Loss of Citizenship as Time-Out

I like flag-burners about as much as I like cross-burners, but as satisfying as it might be to strip them of their citizenship, what both groups are doing is protected free speech. As long as the cross burning is not explicitly aimed at someone as a terrorist act, it is available as a form of expression. Flag burning is much the same. Odious speech is protected not because it is worthy or interesting, but because protecting even odious speech is the best way of protecting more valuable speech.

What I do find interesting is that Trump considers loss of citizenship a punishment on par with a year or so in jail. That suggests he thinks of citizenship as not being especially valuable. So you lose your citizenship, then what? Presumably, you become a legal resident without voting rights. You go to the back of the line, and in seven years you can re-apply and take the test to prove you're worthy of being taken seriously? It's like a time-out to teach better citizenship, in other words.

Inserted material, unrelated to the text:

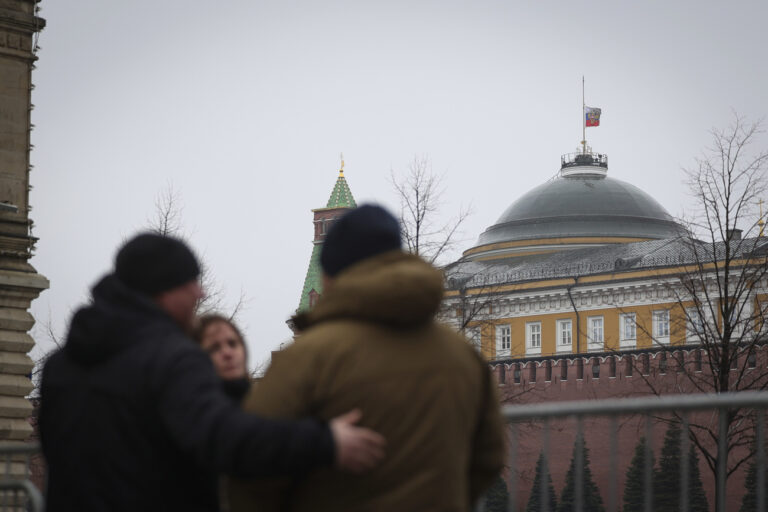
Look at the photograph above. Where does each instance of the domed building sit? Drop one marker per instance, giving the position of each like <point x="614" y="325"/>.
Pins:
<point x="581" y="207"/>
<point x="570" y="267"/>
<point x="575" y="293"/>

Well, maybe. The alternative would be exile, but that's dubiously constitutional even at the state level. On the other hand, if we're obviated First Amendment protections and are stripping citizenships, who knows if the prohibition against exile would hold?


jaed said...

It makes me wonder whether Trump has ever considered giving up his American citizenship. It would be interesting to ask him that. In fact, maybe it should be a standard question to ask presidential candidates. Their answers, whether "yes" or "no", could be illuminating.

Grim said...

Under current law, a natural born citizen can't give up his or her citizenship by accident. Even if they do one of the disqualifying things -- like joining a foreign army -- they have to be proven to have done it with the intention of giving up their citizenship.

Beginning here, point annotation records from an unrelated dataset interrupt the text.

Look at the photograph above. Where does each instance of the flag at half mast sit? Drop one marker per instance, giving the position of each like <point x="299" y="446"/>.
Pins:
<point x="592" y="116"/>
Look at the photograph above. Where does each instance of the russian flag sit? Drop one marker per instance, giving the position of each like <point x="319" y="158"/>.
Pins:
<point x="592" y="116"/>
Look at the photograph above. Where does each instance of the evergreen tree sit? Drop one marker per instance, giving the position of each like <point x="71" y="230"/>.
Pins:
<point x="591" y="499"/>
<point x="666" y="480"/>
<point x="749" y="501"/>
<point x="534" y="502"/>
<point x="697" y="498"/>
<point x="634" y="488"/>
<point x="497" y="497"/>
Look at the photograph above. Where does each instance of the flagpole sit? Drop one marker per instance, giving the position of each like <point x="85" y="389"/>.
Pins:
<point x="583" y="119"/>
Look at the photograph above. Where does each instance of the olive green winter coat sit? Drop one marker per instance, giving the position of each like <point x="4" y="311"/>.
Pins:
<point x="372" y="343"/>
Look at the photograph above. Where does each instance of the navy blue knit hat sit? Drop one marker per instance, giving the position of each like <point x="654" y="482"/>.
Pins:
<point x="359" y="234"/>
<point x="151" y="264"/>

So really, what he's proposing is not just an additional disqualifying act. It's a completely new standard for stripping citizenship. (I'm sure he doesn't know that, of course.)

All of which makes it even more wondrous that he thinks of it as being on par with a year in jail. That's right on the border of losing your citizenship being equivalent to a misdemeanor. Really, he's in a different world from the rest of us, and in that world American citizenship is not that big of a deal.

jaed said...

he thinks of it as being on par with a year in jail

We don't actually know that. It's a tweet, necessarily condensed, and he doesn't say he thinks they're the same. He could well be saying "Somewhere in between these sanctions, of very different gravity, is the right place."

Grim said...

Even if that's so, and he was proposing left/right limits, it's still 'somewhere between a top-level misdemeanor and this.'

Cf. "should be punished by death or loss of citizenship."

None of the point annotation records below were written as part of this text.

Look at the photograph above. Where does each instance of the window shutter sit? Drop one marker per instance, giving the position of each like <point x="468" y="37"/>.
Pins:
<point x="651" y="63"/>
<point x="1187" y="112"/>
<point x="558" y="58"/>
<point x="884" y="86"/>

Assistant Village Idiot said...

I think people have different pictures in their heads about the honor of citizenship versus the practical benefits. It may be to Trump that to thunder "You are not one of us!" is enormous, while others might take that with a shrug.

douglas said...

I've made it habit to not parse Trump tweets (or statements for that matter). It's not truly productive, and one thing is certain, he didn't say it for the meaning, he said it for the reaction it may provoke. That's what I've been trying to figure out. Could just be he's pushing the haters to add flag burning back into their repertoire as that's so popular with most Americans. Could just be an emotional response but one that he knows will resonate with the hearts of many Americans, even if it doesn't with their minds. He understands that emotions can be a powerful attractor. The Democrats have lived on that fact for decades. Moving away from reason is not my preferred choice, but effectiveness matters. At least his cabinet appointments seem to be solid so far.

Ymar Sakar said...

Trum's trying to see how the Alt Right will react to this citizenship issue. Since many people joined the ALt Right because they feared the immigrants would put a permanent Democrat majority in place, and if Trum can just take away their voting, well it won't be a problem then. Not as much at least.

Of course, this also lines up with his attack on Ted Cruz, except back then he couldn't make the Supreme Courts destroy Cruz's citizenship.

Ymar Sakar said...

I like flag-burners about as much as I like cross-burners

I used to dislike them, back in the patriotic days that ushered into the US since 2001.

Now a days, I have a different pov.

This idea that one's symbol stands as a testament to one's faith or unity, is a bit disturbing. It may be necessary to control humans, but that control itself is its own failure.

Now the question is, what does the Left love so much that they would hate to see it burned? Pictures of Castro?

Texan99 said...

I agree with the Supreme Court that flag-burning is protected speech, and therefore not a province of the State to control or combat. All private disciplinary responses short of fraud or violence are fine with me, however.